Not for trying to aquire a premier forward in Marian Hossa.

Not for failing to land Hossa.

I'm peeved, slightly less this morning, for Gainey getting us all swept up in it.

Talk about a frenzied hockey city - post impact player Gainey quote!

Hossa sightings at airports, phantom gloves on order, and rumours galore. You'd think it was playoff time already. The absurdity that everyone including myself were swooped up in reminded me of when Patrick Roy had his appendix removed between playoff games, and someone put a bid on it!

Montreal gets like that, and Gainey should have seen it coming. Hockey fever at it's most fervent.

I was surprised as many were when he came out and spoke his intentions out loud. For a man who usually is low key about his goals, the admission was uplfting and stunning. In the aftermath, declaring he was out to hit a home run only set up disappointment.

When Gainey made the quote, I considered the effect on the Montreal media. It had the same effect on me. I got swept up in a way of hope.

I recall thinking, "Bob, what are you saying! Come to your senses!"























Bob came to his senses at 2:53 PM yesterday, apparently. When dance partner Don Waddell's asking price became a touch too lofty for Gainey to assume, the wise man backed down.

What happened was Waddell did as any GM worth his salt would - he upped the ante until the last minute. When the Thrashers GM asked Gainey for more, the good Bob stood his ground. The Penguins had offered the four bodies they ended up sending and the Canadiens balked at the offer of Mikhail Grabovski, Matt D' Agnostini, Mark Streit, and Ryan O'Byrne.

You can decide which offer you'd choose, but Waddell went with the two NHL regulars offered by Pittsburgh, a first round pick in 2008, and the disappointing Angelo Esposito that the Pens chose last summer.

Gainey could not see the Habs as being improved, had they surrendered three assets from their starting lineup, and good for him!

This team did not look too shabby on the ice last night, but the playoffs are a whole other test.
What confounded me from the get go, was that the Canadiens have plently of offfense. After last night's game, they have scored 201 goals. Detroit have 203 with one more game played. Ottawa has 210.























Offense is not the problem, defense is more of a concern.

Markov, Komisarek, and Hamrlik rate a great top three, though none will be confused for Pronger, Niedermayer or Lidstrom.

Francis Bouillon and Josh Gorges have surprised of late - in certain games. Ryan O'Byrne is coming along as well as hoped.

There's Mark Streit to sub on the PP point and fill in when penalties get hairy and rotations go out of whack, Mathieu Dandeneault in emergencies, and Patrice Brisebois when...when...when hell starts to freeze.

It would have been good to see Bob add, say, Adam Foote or another top 4 d-man to the corps.

Instead, Gainey delivered the curve I so greatly feared when writing about this two days ago.

Certainly many weren't prepared to see Cristobal Huet dealt, especially at a time when there was little market for goalies.

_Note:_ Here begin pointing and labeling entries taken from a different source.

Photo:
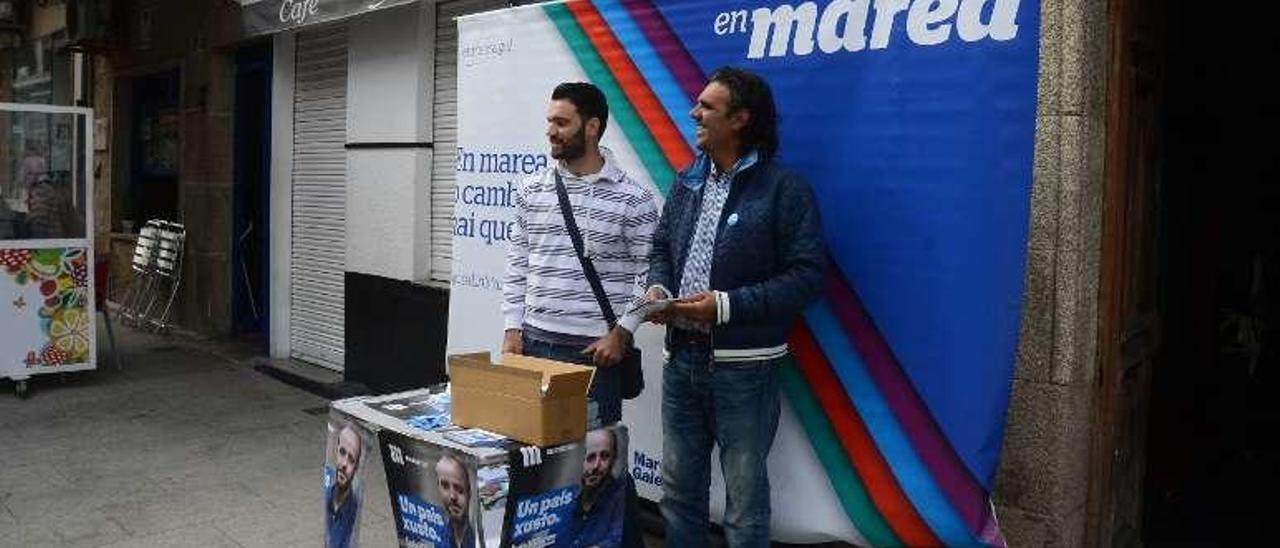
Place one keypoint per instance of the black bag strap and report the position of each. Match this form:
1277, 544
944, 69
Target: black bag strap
588, 268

The returning second round pick does not make Gainey look genial today, but he may be looking at things differently than most.

Standing to lose Huet to free agency this coming summer, and with Jaroslav Halak once again standing on his head in Hamilton, a choice needed to be made. As this is a young team, perhaps Gainey wants his goaltenders to peak at the same time the core of the team reaches its apex.

That is not now. It might just be next year. It will surely be the year after, in many estimations.
In order to have the goaltending be where it needs to then, the process of them being front and center, taking the bullets, must begin now. With Huet in the picture, this would not have happened.

Yesterday cemented the notion of Carey Price as the man of the moment, over simply being constantly regarded as the goalie of the future. Gainey's decision makes clear the future begins now.

It was good then that he sacrificed none of it yesterday.

Gainey's final piece, his home run signing, Hossa even, can come this summer.

He'll appear a great deal wiser when it happens - as long as he doesn't tell the world exactly what his intents are with two weeks notice.